Can anyone help me with the following problem?
Let $W(t), t\geq 0$ be a Brownian motion with filtration:$F(t)$. Let $0\leq s\leq t$.
1- Show that $E\left [ W^{3}(t)\mid F(s) \right ]=W^{3}(s)+3(t-s)W(s)$. where $E\left [ (*)\mid* \right ]$ is the conditional expectation.
2- Show that: $ W^{3}(t)-3\int_{0}^{t}W(u)du$ is a Martingale.
For the First Part: I tried the following: $E\left [ W^{3}(t)\mid F(s) \right ]=E\left [ W^{3}(t)-W^{3}(s)+W^{3}(s) \right ]=E\left [ W^{3}(t)-W^{3}(s) \right ]+E\left [W^{3}(s) \right ]=E\left [ (W(s)-W(t))^{3} +3W(t)W(s)(W(t)-W(s))\right ]+W^{3}(s)=...$
I couldn't move from that point.
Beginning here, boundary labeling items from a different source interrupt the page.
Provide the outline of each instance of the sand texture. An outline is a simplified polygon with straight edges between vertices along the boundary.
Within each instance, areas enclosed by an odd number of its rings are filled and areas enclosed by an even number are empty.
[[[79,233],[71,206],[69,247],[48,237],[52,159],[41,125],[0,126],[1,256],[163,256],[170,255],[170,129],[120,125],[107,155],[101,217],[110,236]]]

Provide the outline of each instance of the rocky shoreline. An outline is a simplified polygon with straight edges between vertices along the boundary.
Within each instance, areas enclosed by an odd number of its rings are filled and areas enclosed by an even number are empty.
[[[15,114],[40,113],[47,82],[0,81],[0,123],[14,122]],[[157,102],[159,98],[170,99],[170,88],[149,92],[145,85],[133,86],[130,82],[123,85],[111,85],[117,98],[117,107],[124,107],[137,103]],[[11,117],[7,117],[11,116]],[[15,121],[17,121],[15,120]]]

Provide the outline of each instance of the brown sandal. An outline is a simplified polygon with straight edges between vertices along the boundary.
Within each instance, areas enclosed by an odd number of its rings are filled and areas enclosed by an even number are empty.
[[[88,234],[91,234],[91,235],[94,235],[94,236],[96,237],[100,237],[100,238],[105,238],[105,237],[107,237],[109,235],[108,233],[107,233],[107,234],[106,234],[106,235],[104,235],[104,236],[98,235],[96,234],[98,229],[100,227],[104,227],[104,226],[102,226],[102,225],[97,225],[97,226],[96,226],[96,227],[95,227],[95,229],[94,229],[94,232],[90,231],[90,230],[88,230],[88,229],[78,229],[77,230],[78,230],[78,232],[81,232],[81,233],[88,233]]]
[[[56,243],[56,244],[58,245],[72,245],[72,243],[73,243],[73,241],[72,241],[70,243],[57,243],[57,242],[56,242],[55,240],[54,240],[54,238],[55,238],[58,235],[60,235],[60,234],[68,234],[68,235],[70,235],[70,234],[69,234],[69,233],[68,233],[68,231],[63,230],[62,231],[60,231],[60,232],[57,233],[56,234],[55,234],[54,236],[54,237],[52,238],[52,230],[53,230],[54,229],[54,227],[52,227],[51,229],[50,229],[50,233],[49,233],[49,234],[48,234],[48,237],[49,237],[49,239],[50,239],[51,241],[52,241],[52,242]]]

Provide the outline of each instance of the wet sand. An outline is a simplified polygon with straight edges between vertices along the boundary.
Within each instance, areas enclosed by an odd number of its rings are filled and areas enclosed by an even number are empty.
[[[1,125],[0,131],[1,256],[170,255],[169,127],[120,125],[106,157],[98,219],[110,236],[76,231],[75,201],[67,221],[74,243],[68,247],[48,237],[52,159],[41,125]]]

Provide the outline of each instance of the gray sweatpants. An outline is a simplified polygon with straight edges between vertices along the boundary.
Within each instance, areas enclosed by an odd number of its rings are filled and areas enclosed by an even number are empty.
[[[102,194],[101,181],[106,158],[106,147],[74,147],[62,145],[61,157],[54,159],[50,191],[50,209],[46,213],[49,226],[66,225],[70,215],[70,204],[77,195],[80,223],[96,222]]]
Can anyone write in detail how I can complete the solution.
For the second part: I did the following $E\left [ W^{3}(t)-3\int_{0}^{t}W(u)du\mid F(s) \right ]=E\left [ W^{3}(t) \mid F(s)\right ]-3E\left [ \int_{0}^{t}W(u)du\mid F(s) \right ]=W^{3}(s)+3(t-s)W(s)-3\int_{0}^{t}E\left [ W(t)\mid F(s) \right ]du$.
Can anyone let me know how to finish my proof?